What makes HD 45166 stand out is its incredibly strong magnetic field of 43,000 gauss, which is almost 100,000 times stronger than Earth’s magnetic field. “The entire surface of the helium star has a magnetic field almost 100,000 times stronger than Earth’s,” explains co-author Pablo Marchant, an astronomer at KU Leuven’s Institute of Astronomy in Belgium.
The Future of HD 45166 and Magnetars
According to the team’s calculations, HD 45166 will eventually become a magnetar. As it ages and collapses under its own gravity, its magnetic field is expected to strengthen to around 100 trillion gauss, making it the most powerful magnet in the universe.

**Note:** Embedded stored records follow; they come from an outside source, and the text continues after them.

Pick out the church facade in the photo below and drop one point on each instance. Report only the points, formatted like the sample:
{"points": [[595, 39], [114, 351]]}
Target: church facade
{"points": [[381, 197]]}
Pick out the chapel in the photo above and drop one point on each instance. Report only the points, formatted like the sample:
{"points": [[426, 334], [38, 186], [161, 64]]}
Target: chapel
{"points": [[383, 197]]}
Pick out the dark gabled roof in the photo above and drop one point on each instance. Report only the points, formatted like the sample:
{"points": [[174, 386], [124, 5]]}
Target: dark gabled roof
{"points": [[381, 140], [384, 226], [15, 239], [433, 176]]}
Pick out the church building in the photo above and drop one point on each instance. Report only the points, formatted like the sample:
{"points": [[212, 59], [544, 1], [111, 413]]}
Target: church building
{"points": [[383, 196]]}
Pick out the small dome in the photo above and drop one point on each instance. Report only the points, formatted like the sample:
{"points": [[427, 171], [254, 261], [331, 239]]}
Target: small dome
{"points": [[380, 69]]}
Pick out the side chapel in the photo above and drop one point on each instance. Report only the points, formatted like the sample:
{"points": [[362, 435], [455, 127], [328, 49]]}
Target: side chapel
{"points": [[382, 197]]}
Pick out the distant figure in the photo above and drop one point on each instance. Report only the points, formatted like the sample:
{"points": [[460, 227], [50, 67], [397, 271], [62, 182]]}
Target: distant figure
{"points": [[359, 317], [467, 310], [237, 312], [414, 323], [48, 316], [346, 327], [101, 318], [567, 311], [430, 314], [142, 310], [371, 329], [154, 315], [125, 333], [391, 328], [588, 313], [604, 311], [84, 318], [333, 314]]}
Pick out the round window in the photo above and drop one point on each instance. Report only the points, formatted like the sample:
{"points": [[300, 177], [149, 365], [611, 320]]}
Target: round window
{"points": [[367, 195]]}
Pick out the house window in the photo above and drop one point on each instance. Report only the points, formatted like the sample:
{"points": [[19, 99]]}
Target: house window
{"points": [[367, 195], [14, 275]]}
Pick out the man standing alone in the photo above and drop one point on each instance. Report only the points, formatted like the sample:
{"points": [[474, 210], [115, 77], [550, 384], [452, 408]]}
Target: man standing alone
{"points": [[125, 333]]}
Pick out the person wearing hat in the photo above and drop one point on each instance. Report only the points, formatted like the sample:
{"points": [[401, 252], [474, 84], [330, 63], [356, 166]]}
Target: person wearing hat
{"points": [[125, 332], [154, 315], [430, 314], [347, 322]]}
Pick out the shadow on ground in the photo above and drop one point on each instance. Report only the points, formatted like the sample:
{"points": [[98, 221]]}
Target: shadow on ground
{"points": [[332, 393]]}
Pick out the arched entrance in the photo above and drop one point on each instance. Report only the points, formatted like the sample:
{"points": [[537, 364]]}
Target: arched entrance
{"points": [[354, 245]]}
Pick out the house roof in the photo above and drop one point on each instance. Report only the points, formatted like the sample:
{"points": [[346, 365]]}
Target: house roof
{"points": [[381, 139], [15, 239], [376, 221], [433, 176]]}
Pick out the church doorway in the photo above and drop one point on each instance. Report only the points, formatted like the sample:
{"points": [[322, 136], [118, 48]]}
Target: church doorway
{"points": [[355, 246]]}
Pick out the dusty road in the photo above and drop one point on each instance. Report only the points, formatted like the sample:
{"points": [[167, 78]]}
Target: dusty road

Furthermore, the team discovered that HD 45166 is about twice the mass of our Sun and has a companion star that orbits it at a much greater distance than previously thought. They also believe that HD 45166 came into existence through the merger of two smaller helium-rich stars.
“Our findings completely reshape our understanding of HD 45166,” concludes Bodensteiner.
This groundbreaking research adds a new chapter to our understanding of stars and serves as a vital clue to solving the longstanding puzzle of how magnetars are formed.
- Astronomers have discovered a new type of star, called a “massive magnetic helium star,” believed to evolve into a magnetar—the universe’s strongest magnet.
- The star, known as HD 45166, has been observed for over 100 years but has long puzzled scientists because it did not fit conventional models. It is located 3,000 light-years away in the constellation Monoceros.
- Researchers used a range of telescopes, including the European Southern Observatory’s facilities, and found that HD 45166 has an incredibly strong magnetic field—43,000 gauss, almost 100,000 times stronger than Earth’s magnetic field.
- This discovery is a crucial step in understanding how magnetars are formed. As HD 45166 evolves, its magnetic field is expected to strengthen to around 100 trillion gauss, making it the most powerful magnet in the universe.
- The star is around twice the mass of the Sun, has a far-away orbiting companion star, and likely formed from the merger of two smaller helium-rich stars.
The research is published in the journal Science.